Desaparecido há três anos, Domingos Cravo
marcou gerações de alunos e de professores. Quem usufruiu do privilégio de com
ele ter lidado, testemunhou o elevado nível de conhecimentos e o apelo a um
permanente espírito crítico.
Fez três anos, no passado dia 18 de março,
que vimos partir o Prof. Domingos Cravo, um homem que moldou decisivamente a
minha forma de «pensar a Contabilidade» e a de muitos outros que, em algum
momento, se cruzaram no seu caminho.
O Prof. Domingos Cravo foi, e será sempre,
uma figura marcante da Contabilidade em Portugal, nas suas mais diversas áreas
de atuação: professor, normalizador, TOC e ROC.

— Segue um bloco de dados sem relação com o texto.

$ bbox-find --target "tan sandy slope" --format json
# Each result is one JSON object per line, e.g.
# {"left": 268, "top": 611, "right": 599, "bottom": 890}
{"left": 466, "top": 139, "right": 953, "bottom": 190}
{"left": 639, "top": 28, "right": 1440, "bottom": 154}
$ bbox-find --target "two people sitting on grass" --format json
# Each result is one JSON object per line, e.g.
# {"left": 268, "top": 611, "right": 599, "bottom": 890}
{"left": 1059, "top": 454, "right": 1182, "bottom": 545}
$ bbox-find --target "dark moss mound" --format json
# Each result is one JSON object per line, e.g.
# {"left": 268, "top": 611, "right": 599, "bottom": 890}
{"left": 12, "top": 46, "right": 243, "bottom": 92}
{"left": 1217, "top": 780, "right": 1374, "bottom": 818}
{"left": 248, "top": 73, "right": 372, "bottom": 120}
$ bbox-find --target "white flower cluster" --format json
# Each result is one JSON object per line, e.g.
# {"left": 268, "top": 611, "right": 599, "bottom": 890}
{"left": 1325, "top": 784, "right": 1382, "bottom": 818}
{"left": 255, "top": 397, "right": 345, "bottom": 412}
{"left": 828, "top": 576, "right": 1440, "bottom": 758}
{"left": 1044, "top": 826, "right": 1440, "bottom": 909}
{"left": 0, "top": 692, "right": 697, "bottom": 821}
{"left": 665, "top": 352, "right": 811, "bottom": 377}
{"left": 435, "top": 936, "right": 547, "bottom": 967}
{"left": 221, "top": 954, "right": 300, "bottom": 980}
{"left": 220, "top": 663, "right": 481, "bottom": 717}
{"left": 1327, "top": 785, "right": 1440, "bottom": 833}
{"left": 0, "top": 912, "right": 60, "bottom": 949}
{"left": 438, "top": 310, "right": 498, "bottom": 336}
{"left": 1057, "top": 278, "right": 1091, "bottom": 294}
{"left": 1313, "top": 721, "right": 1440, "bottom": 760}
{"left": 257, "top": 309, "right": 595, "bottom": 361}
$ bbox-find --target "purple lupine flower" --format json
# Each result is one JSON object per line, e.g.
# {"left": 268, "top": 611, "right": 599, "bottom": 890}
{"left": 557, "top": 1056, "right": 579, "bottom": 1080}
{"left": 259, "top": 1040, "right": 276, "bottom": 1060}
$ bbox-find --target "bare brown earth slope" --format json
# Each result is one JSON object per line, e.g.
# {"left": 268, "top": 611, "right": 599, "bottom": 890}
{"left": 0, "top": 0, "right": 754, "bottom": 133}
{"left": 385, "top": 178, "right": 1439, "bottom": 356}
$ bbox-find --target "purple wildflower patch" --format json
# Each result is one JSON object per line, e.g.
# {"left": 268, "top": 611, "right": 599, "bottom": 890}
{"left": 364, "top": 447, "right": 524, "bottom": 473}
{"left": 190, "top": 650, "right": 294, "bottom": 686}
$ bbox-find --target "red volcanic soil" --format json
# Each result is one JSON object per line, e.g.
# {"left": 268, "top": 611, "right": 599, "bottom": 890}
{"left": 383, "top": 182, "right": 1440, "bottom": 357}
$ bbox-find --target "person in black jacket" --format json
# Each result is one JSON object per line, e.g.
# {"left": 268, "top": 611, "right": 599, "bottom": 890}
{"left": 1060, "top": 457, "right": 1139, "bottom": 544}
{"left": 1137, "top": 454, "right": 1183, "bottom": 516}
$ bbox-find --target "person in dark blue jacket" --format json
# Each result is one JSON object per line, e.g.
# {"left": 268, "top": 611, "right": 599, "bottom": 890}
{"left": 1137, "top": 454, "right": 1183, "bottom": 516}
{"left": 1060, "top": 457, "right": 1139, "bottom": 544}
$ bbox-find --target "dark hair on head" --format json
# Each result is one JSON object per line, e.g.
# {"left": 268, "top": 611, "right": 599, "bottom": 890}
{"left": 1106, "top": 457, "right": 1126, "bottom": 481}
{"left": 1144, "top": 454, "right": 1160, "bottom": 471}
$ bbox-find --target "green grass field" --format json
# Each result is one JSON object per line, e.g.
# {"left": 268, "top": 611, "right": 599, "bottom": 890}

Como TOC e ROC colaborou assiduamente com
as respetivas Ordens profissionais, designadamente na formação dos seus
membros. A sua intervenção ativa, capacidade crítica e o seu domínio de conhecimentos
valeram-lhe, em julho de 2009, a nomeação para presidente da Comissão de
Normalização Contabilística, função que desempenhou até aos seus últimos dias
com zelo, entusiasmo e dedicação exemplares.
Mas terá sido o papel de professor aquele
que, com maior gozo, terá desempenhado. Este texto pretende ser, assim, uma
humilde e singela homenagem ao Prof. Domingos Cravo. Centrando-me no ensino da
Contabilidade, procuro partilhar as preocupações e reflexões do Professor sobre
uma temática que lhe era muito querida, e relativamente à qual deixou a sua
marca, no modode ensinar a Contabilidade.
Para esta homenagem, que denominei «Os
paradigmas do ensino da Contabilidade segundo o Professor Domingos Cravo»,
baseei-me no seu artigo publicado, em 1999, na Revista Estudos do ISCAA,
intitulado «O Ensino da Contabilidade no Ensino Superior – Tendências. Algumas
Questões/Reflexões»1, embora complementado com outros artigos de opinião e
entrevistas2 mais recentes, a última das quais publicada na revista da OTOC, em
fevereiro de 2010.3
A essência do paradigma da utilidade pode,
na minha opinião, ser reinterpretada no contexto do ensino da Contabilidade: as
instituições de ensino superior devem formar estudantes com conhecimentos
adequados à satisfação das necessidades dos seus utilizadores, os quais serão,
numa primeira análise, as entidades em que os estudantes exercerão a sua
profissão e, numa segunda análise, a própria sociedade que toma decisões com
base na informação preparada por aqueles futuros profissionais.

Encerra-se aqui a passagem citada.